Accruing technical debt is much easier than accruing financial debt – all you have to do is sacrifice technical correctness for speed, cost, simplicity, etc. This is much easier to do in programming than in other forms of engineering. If you’re building a bridge, you design it, it gets built, and that’s pretty much it. The bridge needs maintenance, but you don’t continually add features to improve the bridge. This means you don’t really have to worry about future modifications when designing your bridge – you don’t have to design your suspension bridge with the possibility of it being converted to a drawbridge in mind. Furthermore, you can probably make some sacrifices as far as technical correctness goes, but if you make too many your bridge won’t pass inspection.
These things are not true for programming. In programming, once a feature is released it can and probably will be continually modified and improved, often to the point of complete overhaul (at least from the users perspective).

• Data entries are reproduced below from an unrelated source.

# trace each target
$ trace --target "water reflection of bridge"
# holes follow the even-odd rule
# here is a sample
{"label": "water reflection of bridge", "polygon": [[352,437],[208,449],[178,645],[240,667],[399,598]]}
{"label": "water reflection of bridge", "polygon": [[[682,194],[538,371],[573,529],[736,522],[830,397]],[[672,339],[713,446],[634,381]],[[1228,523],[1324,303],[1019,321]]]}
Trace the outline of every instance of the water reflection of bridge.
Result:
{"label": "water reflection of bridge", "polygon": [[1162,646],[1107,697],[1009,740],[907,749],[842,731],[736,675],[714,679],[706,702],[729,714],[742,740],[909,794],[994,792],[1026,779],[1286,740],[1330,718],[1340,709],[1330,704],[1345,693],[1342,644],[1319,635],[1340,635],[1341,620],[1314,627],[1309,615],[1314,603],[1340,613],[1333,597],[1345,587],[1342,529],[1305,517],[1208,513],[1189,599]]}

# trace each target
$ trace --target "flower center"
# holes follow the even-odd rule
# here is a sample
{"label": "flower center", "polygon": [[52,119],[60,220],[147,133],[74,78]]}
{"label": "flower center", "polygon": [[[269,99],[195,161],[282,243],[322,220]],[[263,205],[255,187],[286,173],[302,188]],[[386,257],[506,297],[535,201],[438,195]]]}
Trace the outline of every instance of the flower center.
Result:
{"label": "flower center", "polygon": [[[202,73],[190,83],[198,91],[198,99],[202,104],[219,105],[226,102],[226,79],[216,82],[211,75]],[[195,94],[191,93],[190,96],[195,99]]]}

Features can work just fine for years even if the code implementing them is poorly designed, with problems only arising when it needs to be modified. There’s (usually) no outside inspection of code to ensure it’s technically sound – it’s up to the individual or company to have a good review process (and even a solid review process doesn’t ensure correctness – just look at the 1950 Tacoma Narrows Bridge).
All this means technical debt is incredibly easy to accrue, but what does that actually look like? It really depends on the specifics of the project, but a common form of technical debt is code reuse. Code reuse is bad not only because it’s inelegant and time consuming, but because it makes a project much harder to maintain. If there’s a chunk of code that is repeated throughout your project, and you need to change it, you have a bunch of places to touch and it’s not always obvious where they are. Furthermore, it makes the code longer and harder to think about, and it can introduce bugs if you fail to correctly modify all the chunks. So generally it’s best to design things in such a way that you don’t have to repeat yourself often. If you find yourself repeating code often, it’s probably an indication that you need to change your design, or at least put that code in a place where it can be reused.
This brings me to our client APIs. Currently, we have an API for Android, two for iOS (one for Active911 versions 1.2 and older, which isn’t updated, and one for the newer versions), one for Windows phone, one for the Webclient, and our open API. This is not ideal, as large parts of those APIs are completely identical, and in theory they should all be exactly the same. This means there is a lot of code duplicated across multiple files. If we want to add a new feature (for example assignments), we have to write basically the same code about 4 times to add it to all the clients. Therefore, as part of a larger push to reduce our technical debt in the coming weeks, we will be consolidating all of the APIs into the open API. This won’t be immediately noticeable for users – some bugs might get cleared up, but the real benefit in doing this is we’ll be more stable and able to push features at a much faster rate than before.